I think the transgender community has opened up a wonderful dialogue about the masculine and feminine as a core essential truth and not something to be imposed by society or even our physical bodies. As we are allowed to hold to our essential truth of what it means to each of us to be a man or a woman, we embrace the ancient theory of yin and yang, the idea that seemingly opposite or contrary forces may actually be complementary and interdependent. The fact that there are human beings who are born with male or female physical characteristics who self-identify as the other sex provide us with perhaps our greatest proof that gender is not interchangeable but instead a unique viewpoint and way of being in the world.
Generally speaking, there ARE opposing characteristics in evidence that DO provide a wonderful, symbiotic balance. Just as men need the influence of women to bring out the best in them, women need men to become fully realized. It is the differences in our natures that interplay to create a thriving human race. When we deny each other, we deny ourselves.
There are some stereotypes about the way that men relate and the way that women relate that naturally do not and cannot apply to every single member of the sex, but that do have some demonstrable value. Anecdotally, here are some of the ways in which friendship with a male may be considered “inferior” to friendship with a woman: men don’t listen as well as women; men tend to be more “blunt” and less empathetic. Men are more willing to prioritize their interests (football!) over your feelings.
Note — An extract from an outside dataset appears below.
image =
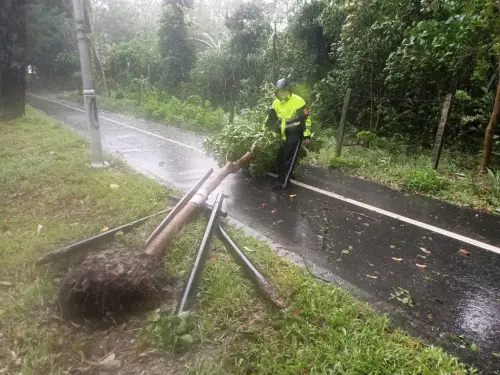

However, there are also ways that friendship with a woman may be more challenging: women are more likely to be maintaining an inventory of who did “more.” Women are more likely to actively choose a placating behavior they resent; women are (therefore) more likely to blow up about something you had no idea was a problem. So those “superior” communication skills we supposedly have can come with an Achilles heel.
This is all anecdotal, of course. Spare me the angry comments about how you are a blunt woman entirely lacking empathy. Or a man who blows up over B.S. no one else knew was a problem.
However, there is a flip side to each of these coins; sometimes we just need to talk without everything we say being catalogued. Other times we need someone who will hear and consider every word. Sometimes we need someone to rip the Band-Aid off; sometimes we just need someone to tell us we are okay, no matter what. Sometimes we need someone to explain that the world doesn’t revolve around our feelings; sometimes we need someone to teach us how to be more respectful of ourselves and others. It’s all good and all necessary.
Even this recent election, which seems to have demonstrated some of us would prefer having a man with no experience in charge rather than a woman who was perhaps the most qualified candidate ever to run for President opposes a greater pattern that has been emerging in our attitudes towards leadership. Most of us have evolved enough to now accept that the bedrock of successful governance is always teamwork. No man (or woman) is an island and without the varied and various voices coming together, we are building a castle on sand.
There is no “right” without the left.
We are all, man or woman, part of a deeply interconnected species whose well-being depends on cooperation; it is the contrast in our energies that provides us with our clearest template for deciding who we are and what we want.
We need each other practically, spiritually and in toto.
Women don’t need men to open jars (unless we do, don’t judge!).
Women don’t need men to make decisions for us (EVER).
Women don’t need men to protect us (although we should ALL protect each other whenever possible).
Women need men to be ourselves. Without my son, I am not a mother. Without my Dad, I am not “a chip off the old block” (my Mom will back me up on this). Without my brother, I am not a punk (no really…no one else on the planet would describe me this way!).
Without men, there are no women. And vice versa. And who would want it any other way?